Patterns of processing bias for emotional information across clinical disorders: a comparison of attention, memory, and prospective cognition in children and adolescents with depression, generalized anxiety, and posttraumatic stress disorder

Tim Dalgleish et al. J Clin Child Adolesc Psychol. 2003 Mar.

Abstract

This study investigated theoretical claims that different emotional disorders are associated with different patterns of cognitive bias, both in terms of the cognitive processes involved and the stimulus content that is preferentially processed. These claims were tested by comparing clinically anxious (generalized anxiety disorder [GAD], posttraumatic stress disorder [PTSD]) and clinically depressed children and adolescents on a range of cognitive tasks measuring attention, memory, and prospective cognition, with both threat-related and depressogenic stimulus materials.

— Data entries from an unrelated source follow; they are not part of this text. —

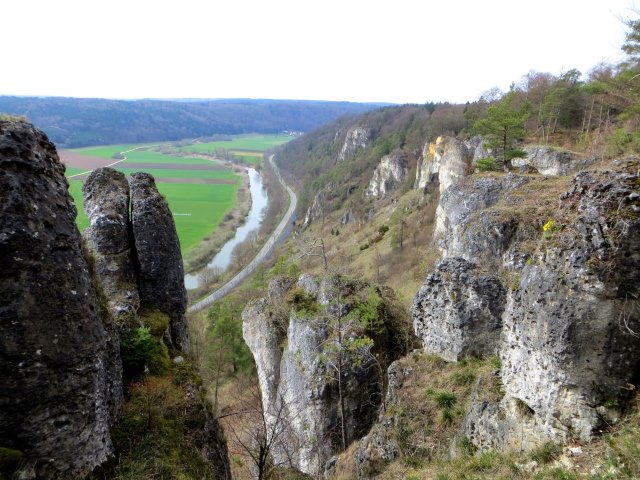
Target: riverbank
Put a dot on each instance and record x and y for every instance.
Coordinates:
(200, 255)
(276, 236)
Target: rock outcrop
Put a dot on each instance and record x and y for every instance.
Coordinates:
(567, 305)
(64, 307)
(161, 274)
(388, 175)
(54, 398)
(316, 366)
(458, 311)
(443, 162)
(109, 244)
(356, 139)
(552, 161)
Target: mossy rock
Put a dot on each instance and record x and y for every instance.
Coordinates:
(156, 321)
(159, 362)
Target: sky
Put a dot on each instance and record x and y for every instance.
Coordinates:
(396, 51)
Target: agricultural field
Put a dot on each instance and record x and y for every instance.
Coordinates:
(249, 148)
(199, 191)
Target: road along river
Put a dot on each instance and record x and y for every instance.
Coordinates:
(278, 234)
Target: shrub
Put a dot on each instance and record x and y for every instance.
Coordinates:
(445, 399)
(138, 349)
(302, 301)
(546, 453)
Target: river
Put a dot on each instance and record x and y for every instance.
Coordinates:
(259, 200)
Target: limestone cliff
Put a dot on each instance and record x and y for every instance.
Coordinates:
(356, 139)
(319, 363)
(557, 283)
(54, 393)
(161, 274)
(66, 309)
(109, 242)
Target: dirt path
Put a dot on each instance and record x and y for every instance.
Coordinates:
(73, 159)
(278, 234)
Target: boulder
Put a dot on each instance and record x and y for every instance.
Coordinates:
(458, 310)
(356, 139)
(388, 175)
(54, 394)
(161, 274)
(109, 244)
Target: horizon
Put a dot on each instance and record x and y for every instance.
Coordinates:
(358, 52)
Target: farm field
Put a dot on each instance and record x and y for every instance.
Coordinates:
(249, 148)
(199, 191)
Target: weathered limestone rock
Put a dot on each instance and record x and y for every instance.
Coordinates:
(458, 310)
(445, 162)
(54, 404)
(552, 161)
(317, 208)
(388, 175)
(476, 146)
(460, 231)
(356, 139)
(296, 371)
(567, 345)
(161, 274)
(108, 242)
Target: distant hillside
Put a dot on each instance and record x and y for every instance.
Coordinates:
(317, 158)
(75, 122)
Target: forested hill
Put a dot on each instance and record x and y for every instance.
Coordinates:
(76, 122)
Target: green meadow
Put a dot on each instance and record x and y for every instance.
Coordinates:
(249, 148)
(197, 208)
(257, 143)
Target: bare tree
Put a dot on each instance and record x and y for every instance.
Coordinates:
(256, 434)
(315, 248)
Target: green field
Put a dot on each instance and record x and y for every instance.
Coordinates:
(197, 208)
(69, 171)
(177, 173)
(106, 151)
(150, 156)
(256, 143)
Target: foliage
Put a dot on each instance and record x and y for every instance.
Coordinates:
(546, 453)
(76, 122)
(225, 337)
(504, 125)
(302, 301)
(139, 349)
(369, 312)
(157, 434)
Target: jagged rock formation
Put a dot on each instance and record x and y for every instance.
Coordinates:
(316, 210)
(552, 161)
(465, 224)
(54, 398)
(161, 274)
(63, 307)
(388, 175)
(315, 321)
(458, 310)
(356, 139)
(109, 244)
(443, 162)
(566, 344)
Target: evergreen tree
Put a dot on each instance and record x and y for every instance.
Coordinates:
(504, 125)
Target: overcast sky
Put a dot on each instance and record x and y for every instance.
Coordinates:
(395, 51)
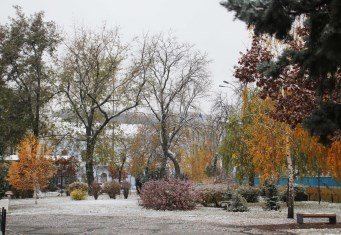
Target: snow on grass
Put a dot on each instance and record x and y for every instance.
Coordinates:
(130, 208)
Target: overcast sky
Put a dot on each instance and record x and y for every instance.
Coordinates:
(203, 23)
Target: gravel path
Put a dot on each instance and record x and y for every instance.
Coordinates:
(60, 215)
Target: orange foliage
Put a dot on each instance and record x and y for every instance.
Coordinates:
(334, 159)
(34, 169)
(315, 152)
(266, 139)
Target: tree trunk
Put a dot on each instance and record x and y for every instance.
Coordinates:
(163, 172)
(175, 162)
(120, 175)
(89, 166)
(290, 172)
(35, 195)
(252, 178)
(319, 185)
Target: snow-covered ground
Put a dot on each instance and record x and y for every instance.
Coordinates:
(129, 209)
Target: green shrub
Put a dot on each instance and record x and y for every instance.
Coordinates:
(250, 194)
(78, 194)
(112, 188)
(238, 204)
(78, 185)
(300, 194)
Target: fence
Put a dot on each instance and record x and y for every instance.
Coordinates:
(3, 221)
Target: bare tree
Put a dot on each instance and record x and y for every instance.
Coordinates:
(177, 77)
(95, 74)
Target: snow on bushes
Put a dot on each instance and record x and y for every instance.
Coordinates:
(238, 204)
(78, 185)
(95, 189)
(112, 188)
(169, 194)
(78, 194)
(125, 186)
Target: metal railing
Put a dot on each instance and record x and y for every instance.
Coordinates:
(3, 221)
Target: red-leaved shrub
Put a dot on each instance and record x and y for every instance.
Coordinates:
(169, 194)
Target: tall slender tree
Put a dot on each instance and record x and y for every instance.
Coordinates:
(96, 72)
(178, 76)
(27, 48)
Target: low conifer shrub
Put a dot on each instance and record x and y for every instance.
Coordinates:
(78, 194)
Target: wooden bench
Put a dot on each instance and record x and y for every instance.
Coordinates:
(300, 216)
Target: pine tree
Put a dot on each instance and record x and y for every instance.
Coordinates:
(319, 58)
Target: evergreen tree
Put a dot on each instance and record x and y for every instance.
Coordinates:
(320, 57)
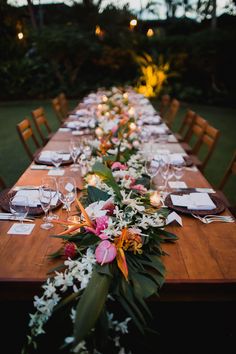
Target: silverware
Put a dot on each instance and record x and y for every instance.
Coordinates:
(214, 218)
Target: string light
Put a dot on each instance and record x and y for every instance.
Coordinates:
(150, 32)
(20, 35)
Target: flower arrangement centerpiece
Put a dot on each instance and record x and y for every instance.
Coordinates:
(113, 255)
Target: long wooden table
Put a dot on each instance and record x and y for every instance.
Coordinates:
(201, 265)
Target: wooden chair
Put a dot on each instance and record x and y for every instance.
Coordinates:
(195, 134)
(170, 114)
(164, 105)
(64, 104)
(57, 109)
(2, 184)
(231, 170)
(26, 134)
(208, 140)
(41, 124)
(184, 131)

The results did reveal some relative specificity of processing in that the anxious participants exhibited a greater selective attentional bias for threat relative to depressogenic material with no such difference being apparent in the depressed sample. However, this bias was only clear-cut on a dot-probe measure of attentional processing and not on a modified Stroop measure, and indeed threat-related bias on the 2 tasks was uncorrelated. On the prospective cognition task, anxious participants exhibited an other-referent bias in their risk estimations regarding future negative events that was absent in the depressed sample. No specificity effects were evident on the memory task. The results are discussed in terms of the strengths and weaknesses of carrying out direct comparisons across groups and tasks versus drawing conclusions from overall patterns across multiple studies.